O ex-primeiro-ministro António Guterres disse hoje esperar que a revolução de 25 de Abril de 1974 possa, 39 anos depois, servir de inspiração a um "projeto europeu renovado".

O Alto Comissário para os Refugiados da Organização das Nações Unidas (ONU) falava à entrada para a cerimónia do Dia Municipal de Belmonte, onde hoje foi homenageado.

Escusando-se a comentar as intervenções políticas das cerimónias oficiais do 25 de Abril, realizadas na quinta-feira na Assembleia da República, Guterres disse esperar que "o 25 de Abril possa inspirar as lideranças europeias para que seja possível um projeto europeu renovado".

"Se a Europa for capaz de ser solidária e politicamente mais unida, há soluções" para a crise, afirmou.

De outra forma, considerou que será "muito difícil a cada país, por si, superar o que são hoje as circunstâncias das economias e das sociedades".

Neste cenário, o ex-primeiro-ministro gostaria que, ao celebrar-se o 25 de Abril, a data "mais importante" que já viveu "enquanto cidadão", se pudesse assinalar o "retomar da esperança" na Europa.

"Uma das coisas que custa muito ver, e não é só em Portugal", é haver "tantos jovens sem possibilidade de emprego, tantos novos pobres, tanta gente que vive esta crise com enormes dificuldades, e ver com tristeza que a Europa não é capaz de se assumir na solidariedade e num projeto que nos possa fazer sair desta camisa de forças", disse António Guterres.

O ex-primeiro-ministro foi hoje homenageado pela Câmara de Belmonte, que decidiu dar o nome do antigo governante a uma das ruas da vila.
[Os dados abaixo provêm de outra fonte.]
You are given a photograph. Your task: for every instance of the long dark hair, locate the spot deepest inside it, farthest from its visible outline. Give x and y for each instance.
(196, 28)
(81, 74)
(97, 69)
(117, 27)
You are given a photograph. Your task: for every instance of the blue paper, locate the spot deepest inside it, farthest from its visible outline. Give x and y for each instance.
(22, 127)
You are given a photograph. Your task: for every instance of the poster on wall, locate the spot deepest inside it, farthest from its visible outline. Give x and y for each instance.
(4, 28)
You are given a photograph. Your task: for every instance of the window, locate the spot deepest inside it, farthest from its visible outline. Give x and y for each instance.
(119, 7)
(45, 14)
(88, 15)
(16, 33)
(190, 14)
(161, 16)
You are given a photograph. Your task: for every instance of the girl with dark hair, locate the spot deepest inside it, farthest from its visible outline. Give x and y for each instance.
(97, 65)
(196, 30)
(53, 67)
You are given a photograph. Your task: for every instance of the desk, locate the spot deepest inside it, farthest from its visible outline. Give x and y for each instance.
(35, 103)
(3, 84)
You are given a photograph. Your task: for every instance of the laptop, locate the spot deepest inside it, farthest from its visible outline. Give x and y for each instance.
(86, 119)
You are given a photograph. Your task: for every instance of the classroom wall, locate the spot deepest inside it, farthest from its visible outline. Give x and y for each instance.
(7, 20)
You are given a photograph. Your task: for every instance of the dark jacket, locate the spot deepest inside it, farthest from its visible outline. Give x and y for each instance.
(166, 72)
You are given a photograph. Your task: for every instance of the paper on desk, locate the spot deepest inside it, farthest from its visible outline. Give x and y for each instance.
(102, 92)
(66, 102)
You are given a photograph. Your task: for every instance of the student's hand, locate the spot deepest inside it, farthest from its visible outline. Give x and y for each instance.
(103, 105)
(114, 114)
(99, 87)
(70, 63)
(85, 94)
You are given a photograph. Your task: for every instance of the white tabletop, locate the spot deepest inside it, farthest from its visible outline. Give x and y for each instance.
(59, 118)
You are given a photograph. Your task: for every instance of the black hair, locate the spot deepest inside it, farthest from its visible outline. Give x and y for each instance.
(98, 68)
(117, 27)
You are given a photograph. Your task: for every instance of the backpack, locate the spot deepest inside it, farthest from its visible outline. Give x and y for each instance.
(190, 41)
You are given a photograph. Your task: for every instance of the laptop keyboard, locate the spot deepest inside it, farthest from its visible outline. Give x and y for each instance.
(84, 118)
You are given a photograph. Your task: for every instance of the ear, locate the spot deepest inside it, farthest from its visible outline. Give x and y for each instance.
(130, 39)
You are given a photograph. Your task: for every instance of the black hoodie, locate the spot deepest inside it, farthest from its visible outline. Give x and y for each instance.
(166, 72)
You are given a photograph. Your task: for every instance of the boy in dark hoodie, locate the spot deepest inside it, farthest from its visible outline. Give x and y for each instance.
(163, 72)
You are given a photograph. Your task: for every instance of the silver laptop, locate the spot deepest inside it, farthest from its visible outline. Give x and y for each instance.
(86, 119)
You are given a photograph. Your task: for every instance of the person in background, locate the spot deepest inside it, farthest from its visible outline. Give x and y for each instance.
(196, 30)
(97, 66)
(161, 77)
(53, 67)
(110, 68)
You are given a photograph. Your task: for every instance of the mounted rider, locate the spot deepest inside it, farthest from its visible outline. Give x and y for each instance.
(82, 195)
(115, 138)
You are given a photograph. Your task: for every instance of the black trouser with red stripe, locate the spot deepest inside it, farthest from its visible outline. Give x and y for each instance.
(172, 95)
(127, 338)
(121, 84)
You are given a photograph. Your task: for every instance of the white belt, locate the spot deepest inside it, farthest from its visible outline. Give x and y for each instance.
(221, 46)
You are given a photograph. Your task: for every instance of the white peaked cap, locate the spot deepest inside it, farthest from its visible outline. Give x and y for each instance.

Guterres confessou sentir uma "afeição especial" pelo concelho, que representou "durante mais de 20 anos" enquanto eleito na Assembleia da República pelo distrito de Castelo Branco e destacou "o património cultural admirável de Belmonte, desde os romanos as nossos dias", a existência de uma comunidade judaica e o facto de ser a terra natal de Pedro Álvares Cabral, descobridor do Brasil.

"Não sou dado a estas coisas", referiu, numa alusão à distinção que hoje recebe, mas "quando o presidente da Câmara quis fazer [esta homenagem], não fui capaz de recusar", concluiu.